Futures slid as much as 1.5 percent in London to the lowest since May 2. A preliminary reading of China’s Purchasing Managers Index dropped to 49.6 for May, the least since October and missing estimates. Gasoline inventories rose 3 million barrels last week, the Energy Information Administration reported yesterday. Federal Reserve Chairman Ben S. Bernanke signaled the central bank may reduce monthly bond purchases.
“The China statistics paint a slightly weaker picture of the demand side,” said Bjarne Schieldrop, chief commodity analyst at SEB AB in Oslo. “We are in the seasonally softest part of the year for demand.”
Brent for July settlement declined as much as $1.54 to $101.06 a barrel on the ICE Futures Europe exchange, and traded for $101.69 as of 12:49 p.m. London time. The European benchmark grade was at a premium of $8.53 to West Texas Intermediate futures. The spread widened for the first time in five days to $8.32 yesterday.
WTI for July delivery fell as much as $1.61 to $92.67 a barrel in electronic trading on the New York Mercantile Exchange, the lowest intraday price since May 15, and was at $93.17 as of 11:10 a.m. London time. The volume of all contracts traded was 28 percent above the 100-day average.
The China manufacturing index for May released today by HSBC Holdings Plc and Markit Economics showed the first contraction in seven months. It’s below a median estimate of 50.4 in a Bloomberg survey of economists, which was also the final measure for April. A reading above 50 indicates expansion.

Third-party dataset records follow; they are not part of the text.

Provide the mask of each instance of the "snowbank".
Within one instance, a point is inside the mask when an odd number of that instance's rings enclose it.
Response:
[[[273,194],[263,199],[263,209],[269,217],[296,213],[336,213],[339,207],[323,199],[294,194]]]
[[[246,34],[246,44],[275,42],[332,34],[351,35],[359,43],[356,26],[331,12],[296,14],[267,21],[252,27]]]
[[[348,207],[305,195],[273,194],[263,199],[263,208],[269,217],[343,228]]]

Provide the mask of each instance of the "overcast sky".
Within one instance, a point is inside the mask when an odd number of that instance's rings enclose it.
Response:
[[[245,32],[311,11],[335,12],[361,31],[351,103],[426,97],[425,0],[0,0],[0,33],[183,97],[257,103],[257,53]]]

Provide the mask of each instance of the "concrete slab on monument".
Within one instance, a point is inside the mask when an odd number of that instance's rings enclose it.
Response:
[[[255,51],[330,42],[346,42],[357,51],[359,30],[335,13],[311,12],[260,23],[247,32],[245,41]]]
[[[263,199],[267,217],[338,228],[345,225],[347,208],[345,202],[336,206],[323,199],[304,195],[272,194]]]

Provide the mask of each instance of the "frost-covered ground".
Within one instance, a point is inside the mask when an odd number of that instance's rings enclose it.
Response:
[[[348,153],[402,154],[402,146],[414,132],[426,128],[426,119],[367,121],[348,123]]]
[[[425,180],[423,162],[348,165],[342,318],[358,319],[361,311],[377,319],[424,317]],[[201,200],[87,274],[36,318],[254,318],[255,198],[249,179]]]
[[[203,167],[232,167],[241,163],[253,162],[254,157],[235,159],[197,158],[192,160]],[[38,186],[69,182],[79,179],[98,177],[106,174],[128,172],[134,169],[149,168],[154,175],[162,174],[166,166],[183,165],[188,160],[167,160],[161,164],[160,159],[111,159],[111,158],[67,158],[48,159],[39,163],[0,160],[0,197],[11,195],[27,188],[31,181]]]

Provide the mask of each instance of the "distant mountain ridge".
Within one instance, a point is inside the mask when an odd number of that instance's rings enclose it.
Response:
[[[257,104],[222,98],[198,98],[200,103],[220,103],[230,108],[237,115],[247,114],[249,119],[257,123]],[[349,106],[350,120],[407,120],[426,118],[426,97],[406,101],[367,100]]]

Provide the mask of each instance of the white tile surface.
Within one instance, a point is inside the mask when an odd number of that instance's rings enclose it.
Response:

China is the world’s second-largest oil consumer, accounting for 11 percent of global demand in 2011, according to BP Plc (BP/)’s Statistical Review of World Energy. The U.S. is the biggest user at 21 percent.
“China’s PMI data coming in below forecast is adding a strong downdraft across most commodity markets today,” said Mark Keenan, a director of commodities research and strategy at Societe Generale SA in Singapore. “The comments from the Fed, hinting at the scaling back of quantitative easing if the economy improves further, have driven the dollar higher, which is also contributing to the general weakness. These factors are driving oil prices lower today.”
Bernanke said yesterday the Fed may taper its $85 billion a month of purchases if confident of a sustained improvement in the U.S. economy. The Dollar Index was little changed after almost reaching a three-year high today.
While U.S. commercial crude inventories have shrunk in the past two weeks, stockpiles remained near the highest level since at least 1931, according to the EIA, the Energy Department’s statistical arm.
Supplies at Cushing, Oklahoma, the delivery point for WTI contracts and the biggest U.S. storage hub, rose 449,000 barrels to 50.2 million last week, the report showed. That’s the highest in a month.
“Stockpiles are very high and have been that way for a very long time,” said David Lennox, an analyst at Fat Prophets in Sydney. “We’re coming up to the driving season, and one would expect to see significant drawdowns going forward.”
The U.S. Memorial Day holiday on May 27 marks the start of the country’s peak summer gasoline demand period.
Gasoline production climbed 285,000 barrels a day to 9.21 million last week, the fastest rate this year, the EIA data show. Distillate-fuel inventories, including heating oil and diesel, dropped 1.1 million barrels. They were projected to increase 1 million barrels, according to the median estimate of 11 analysts surveyed by Bloomberg.
WTI’s decline may slow as futures approach technical support along the middle Bollinger Band on the 30-day chart, according to data compiled by Bloomberg. This indicator, at around $93.07 a barrel today, is near where prices rebounded last week. Buy orders tend to be clustered close to chart-support levels.